Progress! Now these:
warning: unused variable: `src_dev`
--> src/backend/cache.rs:313:23
|
313 | (Device::Cuda(src_dev), Device::Cpu) => {
| ^^^^^^^ help: if this is intentional, prefix it with an underscore: `_src_dev`
|
= note: `#[warn(unused_variables)]` on by default
error[E0716]: temporary value dropped while borrowed
--> src/backend/layers.rs:59:19
|
59 | let rot_dim = cos_sin_cache.shape().clone().dims().get(1).unwrap();
| ^^^^^^^^^^^^^^^^^^^^^^^^^^^^^ - temporary value is freed at the end of this statement
| |
| creates a temporary value which is freed while still in use
...
68 | 512.min((num_heads * rot_dim / 2).try_into().unwrap()),
| ------- borrow later used here
|
help: consider using a `let` binding to create a longer lived value
|
59 ~ let binding = cos_sin_cache.shape().clone();
60 ~ let rot_dim = binding.dims().get(1).unwrap();
|
For more information about this error, try `rustc --explain E0716`.

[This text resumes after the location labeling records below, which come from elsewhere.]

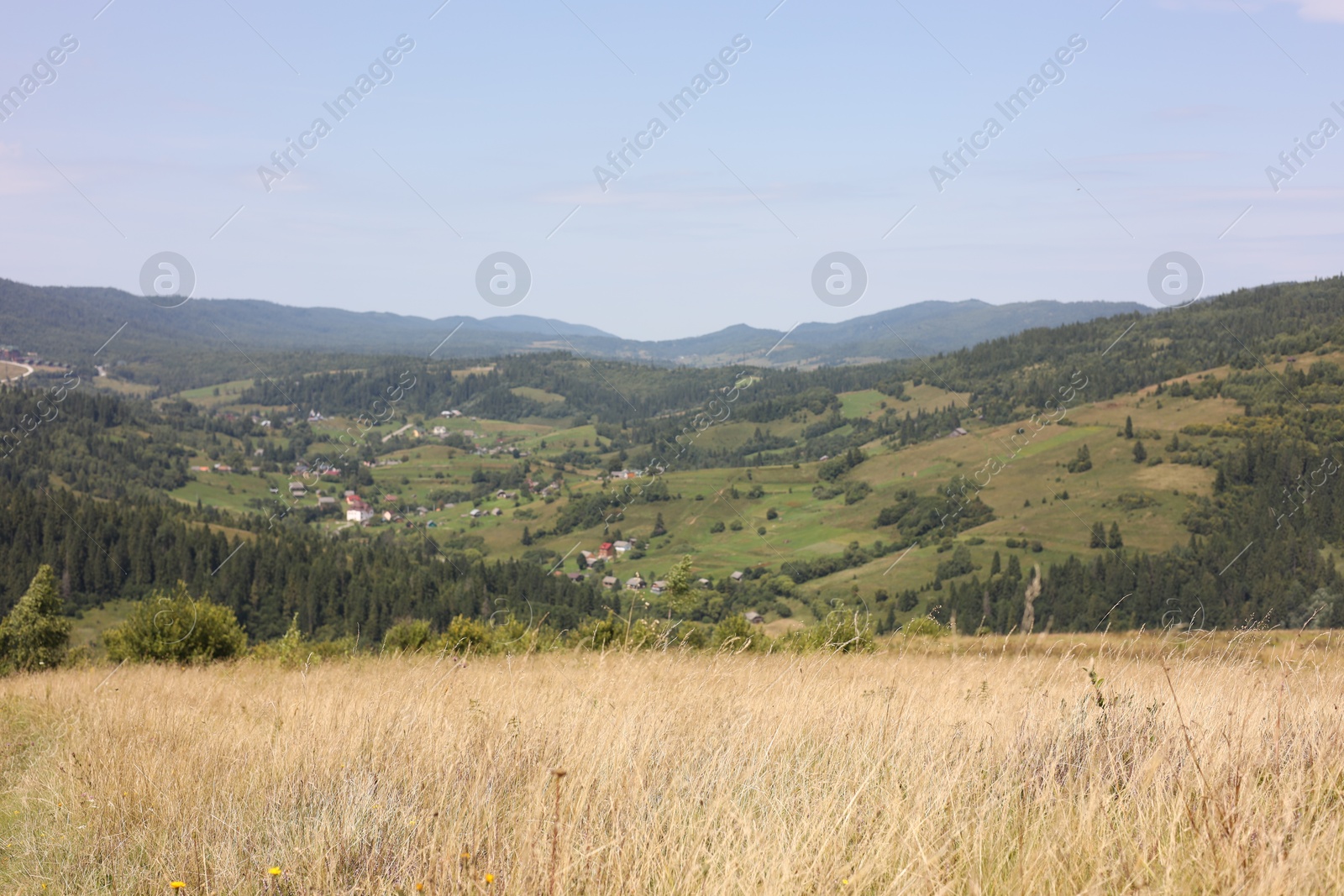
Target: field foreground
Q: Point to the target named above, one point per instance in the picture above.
(960, 766)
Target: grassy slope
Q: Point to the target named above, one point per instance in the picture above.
(808, 527)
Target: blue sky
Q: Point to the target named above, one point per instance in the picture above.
(822, 139)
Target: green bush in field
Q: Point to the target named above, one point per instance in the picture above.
(924, 626)
(35, 636)
(409, 636)
(843, 631)
(176, 627)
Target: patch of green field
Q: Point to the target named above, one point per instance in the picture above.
(866, 403)
(218, 394)
(535, 394)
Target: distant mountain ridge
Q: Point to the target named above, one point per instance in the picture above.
(67, 322)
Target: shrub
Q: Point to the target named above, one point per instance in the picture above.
(734, 633)
(176, 627)
(35, 636)
(840, 631)
(925, 627)
(409, 636)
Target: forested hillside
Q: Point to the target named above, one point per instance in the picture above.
(1176, 468)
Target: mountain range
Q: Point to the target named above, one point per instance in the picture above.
(67, 322)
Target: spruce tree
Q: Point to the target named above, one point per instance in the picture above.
(35, 636)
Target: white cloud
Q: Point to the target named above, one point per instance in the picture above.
(1320, 9)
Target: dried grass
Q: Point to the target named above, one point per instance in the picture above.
(951, 766)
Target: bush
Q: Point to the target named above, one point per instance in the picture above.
(407, 636)
(734, 633)
(176, 627)
(924, 626)
(840, 631)
(35, 636)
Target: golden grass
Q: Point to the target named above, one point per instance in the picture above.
(951, 766)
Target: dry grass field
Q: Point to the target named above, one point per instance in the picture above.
(949, 766)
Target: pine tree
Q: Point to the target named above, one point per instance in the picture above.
(35, 636)
(1099, 537)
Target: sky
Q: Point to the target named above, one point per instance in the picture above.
(163, 129)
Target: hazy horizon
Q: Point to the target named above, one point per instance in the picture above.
(831, 129)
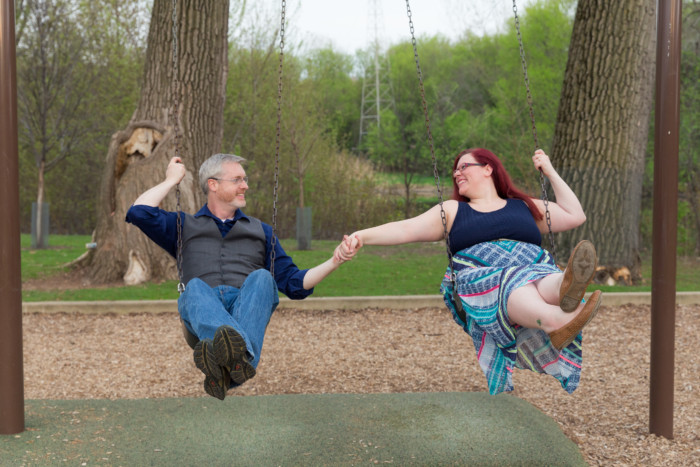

warning: `candle-vllm` (lib) generated 1 warning
error: could not compile `candle-vllm` (lib) due to previous error; 1 warning emitted
Ok, could you try it again?
Now that part compiled with some warnings, but it compiled.
But now the linking issue with candle-flash-attn reappeared.
To recap: this is based on nvidia/cuda:12.3.1-devel-rockylinux9
with dnf upgrade
and cargo update
.
These are the warnings:
Compiling candle-vllm v0.1.0 (/candle-vllm)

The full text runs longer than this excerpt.